Mit keinem Wort erwähnt der Influencer Baé den Dinah Report (offiziell: A Quest for Justice: October 7 and Beyond), der am 25. Juni 2024 von einer israelischen NGO aus Juristinnen und Genderexpertinnen veröffentlicht wurde. Der symbolträchtige Name Dinah bezieht sich auf die in der Genesis vergewaltigte Tochter Jakobs – ein bewusst gewähltes Motiv für den Anspruch auf Gerechtigkeit und Erinnerung. Der Bericht gilt als umfassendste juristische Aufarbeitung der sexualisierten Gewalt vom 7. Oktober. Er versteht die Taten als strategisch geplante Verbrechen gegen die Menschlichkeit. Seine Methodik ist forensisch: Eidesstattliche Aussagen, medizinische Gutachten und Videomaterial dienen als rechtliche Grundlage für künftige Verfahren, um jede Relativierung des Leids der Opfer zu widerlegen.

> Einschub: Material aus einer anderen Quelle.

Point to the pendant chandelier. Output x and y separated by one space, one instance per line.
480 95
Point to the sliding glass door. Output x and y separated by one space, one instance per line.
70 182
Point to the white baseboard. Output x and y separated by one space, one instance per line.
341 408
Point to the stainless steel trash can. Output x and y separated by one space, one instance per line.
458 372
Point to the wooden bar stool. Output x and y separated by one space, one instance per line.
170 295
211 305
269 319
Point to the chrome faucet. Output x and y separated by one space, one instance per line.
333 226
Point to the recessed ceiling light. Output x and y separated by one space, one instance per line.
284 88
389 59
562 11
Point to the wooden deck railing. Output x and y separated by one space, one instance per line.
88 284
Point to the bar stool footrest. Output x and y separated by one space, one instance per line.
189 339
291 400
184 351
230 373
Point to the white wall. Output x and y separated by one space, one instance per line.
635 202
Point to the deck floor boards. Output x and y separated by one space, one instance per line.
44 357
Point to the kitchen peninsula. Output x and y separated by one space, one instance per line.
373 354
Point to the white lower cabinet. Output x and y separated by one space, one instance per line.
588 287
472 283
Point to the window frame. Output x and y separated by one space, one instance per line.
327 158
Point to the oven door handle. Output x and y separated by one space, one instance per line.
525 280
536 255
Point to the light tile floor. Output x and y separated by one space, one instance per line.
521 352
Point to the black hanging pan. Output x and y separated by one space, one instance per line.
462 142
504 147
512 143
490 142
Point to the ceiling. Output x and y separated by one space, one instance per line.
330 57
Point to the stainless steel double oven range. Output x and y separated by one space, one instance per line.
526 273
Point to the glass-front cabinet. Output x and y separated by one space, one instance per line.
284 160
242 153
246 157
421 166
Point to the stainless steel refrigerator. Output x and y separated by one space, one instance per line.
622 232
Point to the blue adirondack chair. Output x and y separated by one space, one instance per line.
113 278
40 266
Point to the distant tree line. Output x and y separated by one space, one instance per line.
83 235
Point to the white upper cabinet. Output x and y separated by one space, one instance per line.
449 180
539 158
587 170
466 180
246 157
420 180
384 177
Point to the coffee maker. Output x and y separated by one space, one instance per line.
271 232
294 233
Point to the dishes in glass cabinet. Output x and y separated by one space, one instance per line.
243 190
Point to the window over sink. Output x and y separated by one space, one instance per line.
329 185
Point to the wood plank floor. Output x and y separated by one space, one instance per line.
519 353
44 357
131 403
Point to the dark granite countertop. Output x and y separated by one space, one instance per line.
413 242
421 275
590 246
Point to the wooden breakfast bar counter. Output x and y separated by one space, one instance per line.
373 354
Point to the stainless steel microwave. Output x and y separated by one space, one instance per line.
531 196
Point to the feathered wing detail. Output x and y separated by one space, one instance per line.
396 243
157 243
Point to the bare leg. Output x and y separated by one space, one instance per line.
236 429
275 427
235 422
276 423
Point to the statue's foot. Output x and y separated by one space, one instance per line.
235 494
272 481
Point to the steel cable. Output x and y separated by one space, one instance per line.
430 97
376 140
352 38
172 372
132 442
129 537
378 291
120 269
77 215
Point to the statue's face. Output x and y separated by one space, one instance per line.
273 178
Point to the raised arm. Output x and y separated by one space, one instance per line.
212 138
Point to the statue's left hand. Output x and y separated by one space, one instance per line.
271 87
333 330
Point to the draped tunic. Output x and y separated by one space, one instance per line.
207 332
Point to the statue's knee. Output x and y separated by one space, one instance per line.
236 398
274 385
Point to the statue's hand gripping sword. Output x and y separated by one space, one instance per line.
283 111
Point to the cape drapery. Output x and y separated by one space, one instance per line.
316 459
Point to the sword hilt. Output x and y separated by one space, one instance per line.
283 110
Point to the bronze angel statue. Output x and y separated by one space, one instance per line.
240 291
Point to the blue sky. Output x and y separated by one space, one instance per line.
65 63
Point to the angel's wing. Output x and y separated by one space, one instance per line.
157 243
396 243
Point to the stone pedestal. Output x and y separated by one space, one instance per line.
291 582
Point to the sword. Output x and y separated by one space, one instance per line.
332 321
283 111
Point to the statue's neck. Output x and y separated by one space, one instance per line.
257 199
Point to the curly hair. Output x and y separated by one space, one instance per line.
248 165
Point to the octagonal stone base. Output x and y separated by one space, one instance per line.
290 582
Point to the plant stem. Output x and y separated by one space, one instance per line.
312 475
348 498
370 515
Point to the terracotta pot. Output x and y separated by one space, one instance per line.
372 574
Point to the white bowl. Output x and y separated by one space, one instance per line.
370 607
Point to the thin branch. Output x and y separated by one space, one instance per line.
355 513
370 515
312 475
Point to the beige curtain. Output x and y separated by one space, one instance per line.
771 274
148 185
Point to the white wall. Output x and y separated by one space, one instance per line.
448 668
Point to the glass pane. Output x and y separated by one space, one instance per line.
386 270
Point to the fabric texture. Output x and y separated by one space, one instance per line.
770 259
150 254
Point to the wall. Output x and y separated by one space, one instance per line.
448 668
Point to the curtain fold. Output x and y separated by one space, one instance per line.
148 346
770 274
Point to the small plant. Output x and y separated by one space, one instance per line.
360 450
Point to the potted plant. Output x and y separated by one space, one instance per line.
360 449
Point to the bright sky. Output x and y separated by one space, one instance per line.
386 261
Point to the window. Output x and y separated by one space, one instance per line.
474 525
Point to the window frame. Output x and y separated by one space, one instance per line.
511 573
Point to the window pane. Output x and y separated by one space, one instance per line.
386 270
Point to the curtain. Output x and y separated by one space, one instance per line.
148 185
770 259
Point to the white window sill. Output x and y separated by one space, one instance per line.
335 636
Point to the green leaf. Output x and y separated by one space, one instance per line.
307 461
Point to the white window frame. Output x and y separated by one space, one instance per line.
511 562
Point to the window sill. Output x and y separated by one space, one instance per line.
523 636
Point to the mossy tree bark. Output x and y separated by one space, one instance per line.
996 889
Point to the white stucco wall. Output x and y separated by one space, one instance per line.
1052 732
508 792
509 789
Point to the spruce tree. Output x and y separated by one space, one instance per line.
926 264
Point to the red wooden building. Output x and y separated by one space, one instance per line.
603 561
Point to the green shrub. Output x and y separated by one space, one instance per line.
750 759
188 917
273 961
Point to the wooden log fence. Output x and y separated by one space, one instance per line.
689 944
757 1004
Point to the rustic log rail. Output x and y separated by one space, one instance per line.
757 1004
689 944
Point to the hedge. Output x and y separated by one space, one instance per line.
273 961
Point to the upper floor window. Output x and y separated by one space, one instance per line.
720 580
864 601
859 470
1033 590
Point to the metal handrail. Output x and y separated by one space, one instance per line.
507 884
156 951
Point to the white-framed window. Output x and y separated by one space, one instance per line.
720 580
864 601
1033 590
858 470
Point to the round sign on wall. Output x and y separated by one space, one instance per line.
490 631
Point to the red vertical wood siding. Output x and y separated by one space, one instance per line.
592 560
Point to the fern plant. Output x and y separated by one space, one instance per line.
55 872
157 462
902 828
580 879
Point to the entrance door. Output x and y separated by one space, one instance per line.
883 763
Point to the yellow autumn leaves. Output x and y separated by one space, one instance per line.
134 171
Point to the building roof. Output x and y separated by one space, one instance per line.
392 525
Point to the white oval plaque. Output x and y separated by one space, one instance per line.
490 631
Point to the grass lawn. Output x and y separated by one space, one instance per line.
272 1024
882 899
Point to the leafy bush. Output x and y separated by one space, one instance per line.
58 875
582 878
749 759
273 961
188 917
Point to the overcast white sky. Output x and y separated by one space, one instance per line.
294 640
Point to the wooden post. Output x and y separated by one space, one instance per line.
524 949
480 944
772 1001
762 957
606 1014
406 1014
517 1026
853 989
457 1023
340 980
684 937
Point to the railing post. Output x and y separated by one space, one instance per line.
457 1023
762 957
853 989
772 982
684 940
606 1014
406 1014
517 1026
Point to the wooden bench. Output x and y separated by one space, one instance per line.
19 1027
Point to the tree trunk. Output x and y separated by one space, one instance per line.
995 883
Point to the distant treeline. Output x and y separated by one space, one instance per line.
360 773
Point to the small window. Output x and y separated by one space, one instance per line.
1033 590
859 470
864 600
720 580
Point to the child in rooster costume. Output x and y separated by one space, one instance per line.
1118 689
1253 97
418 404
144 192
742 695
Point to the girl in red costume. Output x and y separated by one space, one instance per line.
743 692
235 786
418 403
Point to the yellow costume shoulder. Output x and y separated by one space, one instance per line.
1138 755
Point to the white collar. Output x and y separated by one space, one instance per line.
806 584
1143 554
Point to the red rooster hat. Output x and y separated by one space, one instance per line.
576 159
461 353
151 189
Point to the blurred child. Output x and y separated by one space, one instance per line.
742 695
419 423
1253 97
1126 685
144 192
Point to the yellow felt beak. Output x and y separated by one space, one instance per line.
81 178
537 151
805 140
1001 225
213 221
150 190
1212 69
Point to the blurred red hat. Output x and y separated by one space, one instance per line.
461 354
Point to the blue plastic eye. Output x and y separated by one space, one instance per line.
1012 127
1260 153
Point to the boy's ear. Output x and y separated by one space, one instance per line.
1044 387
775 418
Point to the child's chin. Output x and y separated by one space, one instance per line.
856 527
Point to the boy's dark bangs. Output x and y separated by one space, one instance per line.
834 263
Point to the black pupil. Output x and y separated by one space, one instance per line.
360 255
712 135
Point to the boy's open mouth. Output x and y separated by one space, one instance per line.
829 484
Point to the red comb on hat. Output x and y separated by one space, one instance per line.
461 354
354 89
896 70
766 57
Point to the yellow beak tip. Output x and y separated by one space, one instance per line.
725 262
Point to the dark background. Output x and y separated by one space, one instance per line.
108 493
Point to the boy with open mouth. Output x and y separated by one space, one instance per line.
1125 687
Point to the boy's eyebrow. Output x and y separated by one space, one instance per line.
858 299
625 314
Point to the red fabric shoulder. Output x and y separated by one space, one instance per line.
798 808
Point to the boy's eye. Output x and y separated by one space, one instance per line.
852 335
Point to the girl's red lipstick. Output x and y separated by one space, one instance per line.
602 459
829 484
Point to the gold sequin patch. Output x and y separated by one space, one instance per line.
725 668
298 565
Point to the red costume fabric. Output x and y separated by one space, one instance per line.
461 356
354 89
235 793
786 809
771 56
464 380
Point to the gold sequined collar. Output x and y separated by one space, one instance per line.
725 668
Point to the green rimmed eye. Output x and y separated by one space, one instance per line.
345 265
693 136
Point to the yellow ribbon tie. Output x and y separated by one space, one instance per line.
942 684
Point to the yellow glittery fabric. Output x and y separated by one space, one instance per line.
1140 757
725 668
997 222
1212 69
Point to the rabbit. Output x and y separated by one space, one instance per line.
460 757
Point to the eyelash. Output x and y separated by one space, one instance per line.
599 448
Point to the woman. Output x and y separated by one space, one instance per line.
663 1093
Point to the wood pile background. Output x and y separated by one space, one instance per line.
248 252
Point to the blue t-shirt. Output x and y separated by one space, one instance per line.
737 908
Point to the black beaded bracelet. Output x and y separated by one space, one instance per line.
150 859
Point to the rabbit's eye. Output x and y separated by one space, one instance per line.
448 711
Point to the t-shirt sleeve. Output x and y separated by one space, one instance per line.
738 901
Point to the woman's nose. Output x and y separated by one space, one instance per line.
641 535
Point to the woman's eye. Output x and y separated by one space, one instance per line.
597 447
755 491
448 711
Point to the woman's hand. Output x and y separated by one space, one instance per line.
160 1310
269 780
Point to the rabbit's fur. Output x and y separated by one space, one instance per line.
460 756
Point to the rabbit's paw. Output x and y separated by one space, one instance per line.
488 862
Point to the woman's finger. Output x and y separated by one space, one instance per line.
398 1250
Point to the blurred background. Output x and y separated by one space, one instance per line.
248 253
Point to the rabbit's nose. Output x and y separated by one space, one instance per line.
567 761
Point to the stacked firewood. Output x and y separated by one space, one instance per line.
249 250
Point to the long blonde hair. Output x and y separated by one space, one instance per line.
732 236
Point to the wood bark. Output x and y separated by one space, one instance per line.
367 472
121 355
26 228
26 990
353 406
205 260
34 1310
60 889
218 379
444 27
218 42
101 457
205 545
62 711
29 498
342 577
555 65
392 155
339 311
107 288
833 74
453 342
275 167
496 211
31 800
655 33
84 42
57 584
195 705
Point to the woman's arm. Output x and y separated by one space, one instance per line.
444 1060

Darüber hinaus fällt eine nicht minder gravierende Auslassung Baés ins Gewicht: Seine selektive Quellenauswahl verschweigt, dass die Vereinten Nationen die Hamas – neben anderen bewaffneten palästinensischen Gruppen – aufgrund offizieller Berichte zu konfliktbezogener sexueller Gewalt formell auf ihre globale Schwarze Liste gesetzt haben. Wer den systematischen Einsatz sexualisierter Gewalt als Kriegswaffe durch diese Gruppen ausblendet, entlarvt die eigene Einseitigkeit.

Am 7. Oktober 2023 führte die Hamas die geschändete, halbnackte Leiche der Deutsch-Israelin Shani Louk einem jubelnden Publikum in Gaza vor und filmte sich stolz dabei. Irgendwie hat der vermeintlich um Vollständigkeit bemühte Baé vergessen, diesen Vorfall zu erwähnen. Seine nahezu 500.000 Follower werden es ihm nachsichtig verzeihen. Die »israelkritische« Huldigung seines Postings in der Kommentarspalte lässt ahnen, dass die Auslassung den Löwenanteil seiner Leser nicht stört, sondern vollends in ihren Ansichten bestätigt.